4:07 PM Posted In , , , Edit This 0 Comments »
If you're in town, answering nature's call isn't that big of a deal.  But say you're in the back end of 40 acres and have to hold your position and bladder, what do you do?  A couple of people (of both genders) I know hold it all day long, which is unhealthy and not an option for some.  Luckily for you, I spent a couple years on trail crew and experienced in no-trace camping where the closest flush-toilet was eight hours away.  (We would even swap stories around the campfire of what was the best natural alternative to toilet paper, and the most comfortable positions to assume).  With a couple supplies, and some knowledge, you can mark your territory with ease.
1.  Hand sanitizer
     While on-site, I carry this on me at all times.  The 2 oz. bottle is discreet, and can be easily palmed in order to prevent breaking character.  (Bonus: I get the larger sizes because they're cheaper, and refill my little bottle).
2.  Tissues
    Even if you don't plan on needing to find a bush, sometimes the latrines are out of toilet paper or someone is simply having an allergy attack.  Keep a handful in a pouch or a closeable pocket to prevent wetting or soiling before you intend to wet or soil them.

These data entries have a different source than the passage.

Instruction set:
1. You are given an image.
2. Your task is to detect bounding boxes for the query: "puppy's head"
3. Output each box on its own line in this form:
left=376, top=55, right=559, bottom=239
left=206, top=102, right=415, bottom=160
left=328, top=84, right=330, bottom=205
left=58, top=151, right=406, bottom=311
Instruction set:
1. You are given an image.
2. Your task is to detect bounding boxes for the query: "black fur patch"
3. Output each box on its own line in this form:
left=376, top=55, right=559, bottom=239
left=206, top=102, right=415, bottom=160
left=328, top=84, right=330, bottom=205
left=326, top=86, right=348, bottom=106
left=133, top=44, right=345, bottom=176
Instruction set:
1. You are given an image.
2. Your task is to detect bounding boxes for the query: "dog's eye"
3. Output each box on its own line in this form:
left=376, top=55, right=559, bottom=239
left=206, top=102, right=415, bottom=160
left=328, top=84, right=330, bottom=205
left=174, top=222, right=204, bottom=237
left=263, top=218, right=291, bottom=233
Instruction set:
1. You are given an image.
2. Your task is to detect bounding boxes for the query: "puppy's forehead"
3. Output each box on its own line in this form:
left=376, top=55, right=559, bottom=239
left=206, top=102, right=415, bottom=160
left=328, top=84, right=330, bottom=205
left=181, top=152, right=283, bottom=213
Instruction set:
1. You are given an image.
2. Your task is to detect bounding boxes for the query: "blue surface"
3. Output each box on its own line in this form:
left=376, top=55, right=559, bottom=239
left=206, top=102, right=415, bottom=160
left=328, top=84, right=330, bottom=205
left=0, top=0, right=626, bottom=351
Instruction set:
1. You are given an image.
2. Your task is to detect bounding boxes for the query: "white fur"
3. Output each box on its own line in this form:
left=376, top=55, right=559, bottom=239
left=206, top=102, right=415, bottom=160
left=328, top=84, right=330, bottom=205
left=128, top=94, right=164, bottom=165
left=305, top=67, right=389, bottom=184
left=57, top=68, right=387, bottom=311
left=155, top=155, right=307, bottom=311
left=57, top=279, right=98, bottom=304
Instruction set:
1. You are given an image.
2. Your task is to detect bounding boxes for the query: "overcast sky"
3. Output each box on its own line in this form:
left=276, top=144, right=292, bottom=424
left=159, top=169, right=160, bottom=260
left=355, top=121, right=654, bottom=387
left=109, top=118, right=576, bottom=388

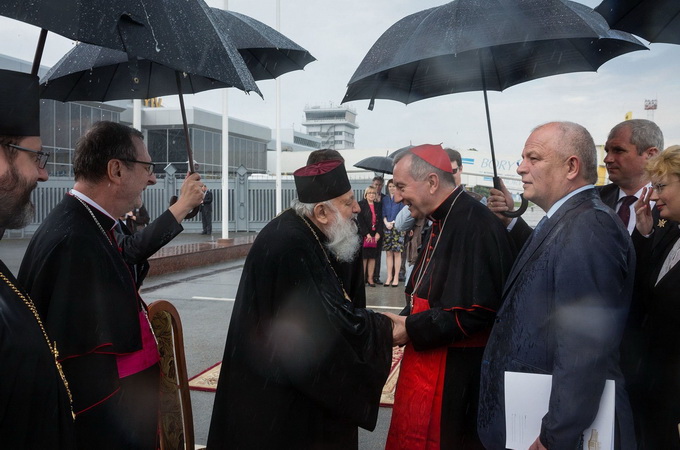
left=0, top=0, right=680, bottom=158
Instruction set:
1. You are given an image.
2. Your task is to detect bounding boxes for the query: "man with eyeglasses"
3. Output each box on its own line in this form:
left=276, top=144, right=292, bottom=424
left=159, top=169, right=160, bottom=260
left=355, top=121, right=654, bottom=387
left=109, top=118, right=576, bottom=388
left=0, top=70, right=74, bottom=449
left=19, top=122, right=202, bottom=450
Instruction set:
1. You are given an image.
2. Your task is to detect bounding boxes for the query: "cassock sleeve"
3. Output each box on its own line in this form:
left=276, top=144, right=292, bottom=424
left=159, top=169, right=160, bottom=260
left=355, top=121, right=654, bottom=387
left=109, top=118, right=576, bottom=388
left=242, top=234, right=392, bottom=429
left=540, top=211, right=635, bottom=449
left=116, top=209, right=184, bottom=264
left=405, top=212, right=514, bottom=351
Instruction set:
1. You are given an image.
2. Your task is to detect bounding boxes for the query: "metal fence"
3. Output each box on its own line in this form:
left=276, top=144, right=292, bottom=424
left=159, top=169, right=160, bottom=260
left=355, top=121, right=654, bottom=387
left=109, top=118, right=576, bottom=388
left=5, top=168, right=370, bottom=238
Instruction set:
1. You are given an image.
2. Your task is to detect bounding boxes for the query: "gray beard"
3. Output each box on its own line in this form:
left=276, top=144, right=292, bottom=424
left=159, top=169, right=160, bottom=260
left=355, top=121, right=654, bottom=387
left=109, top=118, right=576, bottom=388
left=325, top=212, right=361, bottom=262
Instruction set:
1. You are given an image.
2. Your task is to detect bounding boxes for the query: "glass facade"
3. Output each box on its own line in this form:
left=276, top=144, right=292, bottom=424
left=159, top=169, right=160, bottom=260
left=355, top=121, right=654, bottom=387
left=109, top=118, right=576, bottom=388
left=147, top=127, right=267, bottom=178
left=40, top=100, right=267, bottom=178
left=40, top=100, right=120, bottom=178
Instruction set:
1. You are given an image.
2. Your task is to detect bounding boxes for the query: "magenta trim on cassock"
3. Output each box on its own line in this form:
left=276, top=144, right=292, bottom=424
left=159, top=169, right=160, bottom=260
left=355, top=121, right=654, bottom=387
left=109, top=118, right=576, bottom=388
left=116, top=311, right=161, bottom=378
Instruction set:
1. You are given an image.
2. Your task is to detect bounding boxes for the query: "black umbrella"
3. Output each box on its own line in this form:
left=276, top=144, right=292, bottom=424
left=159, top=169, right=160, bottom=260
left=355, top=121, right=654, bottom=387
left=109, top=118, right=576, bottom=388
left=343, top=0, right=646, bottom=215
left=0, top=0, right=259, bottom=93
left=41, top=8, right=314, bottom=172
left=595, top=0, right=680, bottom=44
left=354, top=156, right=394, bottom=173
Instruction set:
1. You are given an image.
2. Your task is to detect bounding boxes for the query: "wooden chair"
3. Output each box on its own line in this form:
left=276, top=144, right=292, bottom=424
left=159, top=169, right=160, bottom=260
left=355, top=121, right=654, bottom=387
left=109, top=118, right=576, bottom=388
left=149, top=300, right=194, bottom=450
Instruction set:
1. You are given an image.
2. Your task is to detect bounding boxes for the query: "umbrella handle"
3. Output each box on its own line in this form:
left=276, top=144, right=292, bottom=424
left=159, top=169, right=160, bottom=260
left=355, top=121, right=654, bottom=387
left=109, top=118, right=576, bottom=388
left=493, top=177, right=529, bottom=219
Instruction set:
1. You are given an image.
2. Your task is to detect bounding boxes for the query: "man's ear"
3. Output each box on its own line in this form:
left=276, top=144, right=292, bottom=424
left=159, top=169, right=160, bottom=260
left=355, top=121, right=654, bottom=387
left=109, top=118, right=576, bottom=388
left=645, top=147, right=659, bottom=159
left=314, top=203, right=330, bottom=225
left=566, top=156, right=583, bottom=180
left=106, top=159, right=123, bottom=183
left=427, top=172, right=439, bottom=194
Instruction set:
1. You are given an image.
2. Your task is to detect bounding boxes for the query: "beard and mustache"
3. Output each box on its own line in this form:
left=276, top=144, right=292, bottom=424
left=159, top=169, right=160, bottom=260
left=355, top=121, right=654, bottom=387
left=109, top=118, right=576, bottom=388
left=0, top=164, right=38, bottom=229
left=324, top=203, right=361, bottom=262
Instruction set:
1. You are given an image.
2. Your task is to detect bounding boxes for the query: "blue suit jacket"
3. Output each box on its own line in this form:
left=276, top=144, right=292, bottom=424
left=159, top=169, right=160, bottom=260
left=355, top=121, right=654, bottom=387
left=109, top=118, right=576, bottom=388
left=478, top=189, right=635, bottom=450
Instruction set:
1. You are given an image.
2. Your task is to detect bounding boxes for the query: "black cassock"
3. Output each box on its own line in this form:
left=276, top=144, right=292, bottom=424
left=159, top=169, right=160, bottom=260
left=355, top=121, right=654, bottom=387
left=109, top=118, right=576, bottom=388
left=19, top=195, right=160, bottom=449
left=0, top=262, right=75, bottom=450
left=387, top=187, right=515, bottom=449
left=208, top=210, right=392, bottom=450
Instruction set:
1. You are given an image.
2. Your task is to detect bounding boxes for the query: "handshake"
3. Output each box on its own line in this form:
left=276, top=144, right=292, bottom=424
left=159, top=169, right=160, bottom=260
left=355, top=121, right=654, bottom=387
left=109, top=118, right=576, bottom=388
left=382, top=313, right=408, bottom=347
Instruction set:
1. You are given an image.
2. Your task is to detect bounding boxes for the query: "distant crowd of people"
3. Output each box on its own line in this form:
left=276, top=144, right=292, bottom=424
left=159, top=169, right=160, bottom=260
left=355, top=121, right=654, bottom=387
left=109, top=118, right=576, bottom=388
left=0, top=63, right=680, bottom=450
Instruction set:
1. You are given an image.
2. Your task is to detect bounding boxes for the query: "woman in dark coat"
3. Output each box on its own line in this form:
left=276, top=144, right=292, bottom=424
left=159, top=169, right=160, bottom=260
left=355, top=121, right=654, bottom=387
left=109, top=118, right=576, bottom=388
left=622, top=146, right=680, bottom=450
left=358, top=186, right=383, bottom=287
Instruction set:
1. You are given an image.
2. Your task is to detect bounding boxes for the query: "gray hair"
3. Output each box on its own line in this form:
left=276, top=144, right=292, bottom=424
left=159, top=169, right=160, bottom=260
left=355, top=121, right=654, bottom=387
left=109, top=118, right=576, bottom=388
left=290, top=198, right=337, bottom=217
left=607, top=119, right=663, bottom=155
left=534, top=122, right=597, bottom=184
left=394, top=152, right=456, bottom=187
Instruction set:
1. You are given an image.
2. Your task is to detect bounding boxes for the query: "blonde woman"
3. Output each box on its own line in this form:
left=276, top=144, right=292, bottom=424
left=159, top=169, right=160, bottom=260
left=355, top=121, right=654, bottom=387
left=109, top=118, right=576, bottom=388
left=357, top=186, right=383, bottom=287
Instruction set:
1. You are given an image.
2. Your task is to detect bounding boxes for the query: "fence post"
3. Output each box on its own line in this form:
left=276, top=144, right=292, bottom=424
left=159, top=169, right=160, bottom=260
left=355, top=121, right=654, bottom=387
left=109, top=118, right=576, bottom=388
left=234, top=166, right=250, bottom=231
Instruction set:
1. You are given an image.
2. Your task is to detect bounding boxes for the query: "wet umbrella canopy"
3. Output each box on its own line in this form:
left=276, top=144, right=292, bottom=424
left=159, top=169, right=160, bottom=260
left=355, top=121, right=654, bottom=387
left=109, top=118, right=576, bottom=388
left=354, top=156, right=394, bottom=173
left=343, top=0, right=646, bottom=216
left=41, top=8, right=314, bottom=176
left=595, top=0, right=680, bottom=44
left=0, top=0, right=259, bottom=93
left=41, top=8, right=315, bottom=102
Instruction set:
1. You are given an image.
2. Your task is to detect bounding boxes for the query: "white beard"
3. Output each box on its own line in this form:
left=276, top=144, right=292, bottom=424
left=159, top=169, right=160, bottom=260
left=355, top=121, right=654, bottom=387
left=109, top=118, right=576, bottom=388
left=324, top=211, right=361, bottom=262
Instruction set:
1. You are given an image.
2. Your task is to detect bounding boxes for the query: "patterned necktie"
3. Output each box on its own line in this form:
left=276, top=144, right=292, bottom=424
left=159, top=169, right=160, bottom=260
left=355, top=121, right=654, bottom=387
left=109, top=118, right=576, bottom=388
left=616, top=195, right=637, bottom=228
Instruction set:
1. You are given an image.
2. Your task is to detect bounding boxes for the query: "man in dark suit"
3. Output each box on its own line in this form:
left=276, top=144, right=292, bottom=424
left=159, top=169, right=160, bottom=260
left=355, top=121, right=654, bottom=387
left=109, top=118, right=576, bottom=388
left=488, top=119, right=663, bottom=239
left=478, top=122, right=635, bottom=450
left=597, top=119, right=663, bottom=234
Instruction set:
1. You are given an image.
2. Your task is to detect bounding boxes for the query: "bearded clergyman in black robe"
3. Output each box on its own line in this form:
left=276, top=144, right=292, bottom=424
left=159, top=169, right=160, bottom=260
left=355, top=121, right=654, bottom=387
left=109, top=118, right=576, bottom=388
left=0, top=70, right=75, bottom=450
left=208, top=160, right=392, bottom=450
left=386, top=144, right=514, bottom=450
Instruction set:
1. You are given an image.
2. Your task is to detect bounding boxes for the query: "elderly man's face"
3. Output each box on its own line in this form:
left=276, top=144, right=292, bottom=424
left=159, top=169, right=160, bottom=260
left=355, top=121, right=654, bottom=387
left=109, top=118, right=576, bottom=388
left=0, top=136, right=49, bottom=229
left=604, top=126, right=650, bottom=189
left=331, top=190, right=361, bottom=220
left=324, top=191, right=361, bottom=262
left=123, top=136, right=156, bottom=210
left=392, top=156, right=436, bottom=218
left=517, top=124, right=569, bottom=211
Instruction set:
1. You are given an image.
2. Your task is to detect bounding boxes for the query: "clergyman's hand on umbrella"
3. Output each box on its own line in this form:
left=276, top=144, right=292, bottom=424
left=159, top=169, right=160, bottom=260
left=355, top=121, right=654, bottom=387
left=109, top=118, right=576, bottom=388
left=635, top=187, right=654, bottom=236
left=168, top=172, right=205, bottom=223
left=486, top=180, right=515, bottom=227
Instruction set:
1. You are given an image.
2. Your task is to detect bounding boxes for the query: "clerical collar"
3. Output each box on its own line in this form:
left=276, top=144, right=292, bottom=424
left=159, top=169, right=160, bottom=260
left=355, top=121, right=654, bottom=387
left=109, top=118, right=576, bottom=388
left=427, top=185, right=464, bottom=221
left=545, top=184, right=595, bottom=219
left=69, top=189, right=118, bottom=228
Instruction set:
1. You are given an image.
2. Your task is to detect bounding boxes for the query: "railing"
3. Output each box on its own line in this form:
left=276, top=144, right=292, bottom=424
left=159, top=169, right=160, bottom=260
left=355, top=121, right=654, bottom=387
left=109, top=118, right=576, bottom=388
left=5, top=174, right=371, bottom=238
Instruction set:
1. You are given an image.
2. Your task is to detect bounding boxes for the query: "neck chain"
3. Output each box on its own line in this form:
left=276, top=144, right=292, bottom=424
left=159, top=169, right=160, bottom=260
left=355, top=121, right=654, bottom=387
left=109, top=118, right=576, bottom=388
left=300, top=217, right=352, bottom=302
left=0, top=272, right=76, bottom=420
left=411, top=188, right=463, bottom=310
left=74, top=195, right=113, bottom=245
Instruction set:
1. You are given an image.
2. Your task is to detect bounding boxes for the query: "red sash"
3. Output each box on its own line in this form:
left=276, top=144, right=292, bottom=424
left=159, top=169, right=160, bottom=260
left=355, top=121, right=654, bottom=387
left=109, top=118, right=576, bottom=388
left=116, top=311, right=161, bottom=378
left=385, top=296, right=448, bottom=450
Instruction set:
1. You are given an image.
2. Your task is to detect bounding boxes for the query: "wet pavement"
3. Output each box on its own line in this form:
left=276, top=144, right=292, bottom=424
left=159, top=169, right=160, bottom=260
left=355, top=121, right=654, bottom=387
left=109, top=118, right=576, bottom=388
left=0, top=232, right=404, bottom=450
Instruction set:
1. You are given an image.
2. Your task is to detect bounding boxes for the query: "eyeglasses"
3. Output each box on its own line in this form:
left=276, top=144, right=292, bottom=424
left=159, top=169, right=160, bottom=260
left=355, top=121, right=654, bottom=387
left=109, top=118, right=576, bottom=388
left=652, top=180, right=680, bottom=194
left=121, top=159, right=156, bottom=175
left=7, top=144, right=50, bottom=169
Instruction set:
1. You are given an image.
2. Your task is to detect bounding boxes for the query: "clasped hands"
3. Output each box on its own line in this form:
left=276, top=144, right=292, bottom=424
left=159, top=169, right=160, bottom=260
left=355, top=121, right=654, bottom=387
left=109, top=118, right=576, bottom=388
left=382, top=312, right=409, bottom=346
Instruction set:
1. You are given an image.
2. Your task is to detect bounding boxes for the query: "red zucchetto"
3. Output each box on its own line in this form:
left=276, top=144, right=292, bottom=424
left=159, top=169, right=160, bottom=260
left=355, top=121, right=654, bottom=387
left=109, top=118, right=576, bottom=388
left=409, top=144, right=453, bottom=173
left=293, top=159, right=354, bottom=203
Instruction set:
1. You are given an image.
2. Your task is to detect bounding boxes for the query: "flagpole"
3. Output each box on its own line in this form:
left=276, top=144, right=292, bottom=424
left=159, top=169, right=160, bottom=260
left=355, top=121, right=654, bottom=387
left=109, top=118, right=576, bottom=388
left=222, top=0, right=234, bottom=239
left=276, top=0, right=283, bottom=215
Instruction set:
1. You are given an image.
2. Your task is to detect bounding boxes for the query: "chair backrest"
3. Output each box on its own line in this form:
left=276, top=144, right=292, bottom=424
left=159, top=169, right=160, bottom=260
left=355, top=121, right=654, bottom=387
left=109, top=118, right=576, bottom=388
left=149, top=300, right=194, bottom=450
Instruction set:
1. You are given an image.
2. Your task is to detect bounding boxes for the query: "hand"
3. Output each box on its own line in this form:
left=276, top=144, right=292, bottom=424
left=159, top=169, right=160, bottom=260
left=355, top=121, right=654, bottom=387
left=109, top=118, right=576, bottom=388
left=635, top=187, right=654, bottom=236
left=486, top=180, right=515, bottom=227
left=383, top=313, right=409, bottom=346
left=529, top=438, right=548, bottom=450
left=169, top=173, right=205, bottom=222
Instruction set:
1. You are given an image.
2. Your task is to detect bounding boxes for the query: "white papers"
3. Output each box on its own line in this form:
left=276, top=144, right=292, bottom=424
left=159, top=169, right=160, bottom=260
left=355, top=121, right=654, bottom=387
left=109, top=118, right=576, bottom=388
left=505, top=372, right=615, bottom=450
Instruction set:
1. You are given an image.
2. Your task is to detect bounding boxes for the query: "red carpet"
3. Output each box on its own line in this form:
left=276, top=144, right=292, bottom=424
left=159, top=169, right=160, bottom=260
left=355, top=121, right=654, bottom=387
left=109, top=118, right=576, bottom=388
left=189, top=347, right=404, bottom=407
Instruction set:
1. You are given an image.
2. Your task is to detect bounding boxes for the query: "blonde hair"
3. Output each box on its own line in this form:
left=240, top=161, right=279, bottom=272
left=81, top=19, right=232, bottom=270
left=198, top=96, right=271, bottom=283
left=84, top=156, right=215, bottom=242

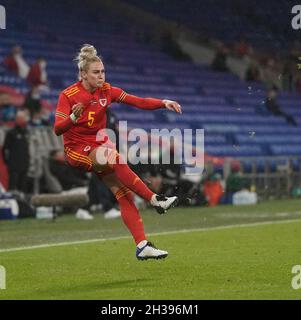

Once you have an attempt at the trappings of civilization, familiarize yourself with poison oak/ivy/sumac (depending on your region) and stinging nettle.  Even if you do not react to urushiol, you and your gear can spread the oil to others, which can be dangerous.  For example, every time that I'm exposed to it, I end up on steroids because my eyes and airways swell shut.  So be careful.
Now to pick a tree or bush free of poison ivy/oak/sumac, stinging nettle, and brambles that is a sensible distance away from bodies of water and the trail.  (Nobody wants to step in your mess, nor have the swimming hole contaminated).  With a sturdy stick, dig a "cathole" deep enough to suit your needs.  If it's #1, only a few inches is necessary.  For #2, six inches is ideal.  Set your stick aside as you will use it to push the soil back over your nightsoil.
Before you can assume the position, ensure that all your pouches, weapons, clothing, and other dangly bits are tucked away out of the line of fire.  Since both of my characters wear skirts/robes, I pull the bottommost hem (usually my chemise) up around my waist and draw the excess to the front.  In this process my overskirt, pouches, and weapons are safely enveloped in my skirts.  When it comes to pants you might be better off just removing your belt.
Get comfortable.  I typically just squat in a wide stance, ensuring that the topography won't funnel anything back onto my shoes.  The bulk of my skirts are sandwiched between my torso and my thighs.  If it's a big job, then you may wish to grab the backs of your ankles or, if the land slopes steeply enough, you can put your hands uphill behind you to support yourself.
When your deposit's been made, use as little tissue possible.  (Animals can dig it up and eat it, making them sick).  If you're feeling particularly adventurous and recognize poison ivy/oak/sumac, experiment with plants.  My days on trail crew gave me an appreciation for young sage leaves, soft and sweet-smelling.  A second close is pine needles, taking care to use them with the grain, not against.  If you're careful, rounded river rocks work well for #2.  Just do not use sandstone, as one of my old crewmates learned the hard way.
Sort out your clothing and squirt some hand sanitizer.  Take the stick you set aside before and use it to scrape the displaced earth back into the hole.  If you were unable to dig very deep, place a big rock over it.
This sounds like a lot of work, but it's mostly thinking about what you're doing when it comes to both yourself and your surroundings.  But if you happen to use a she-wee, let me know what you think.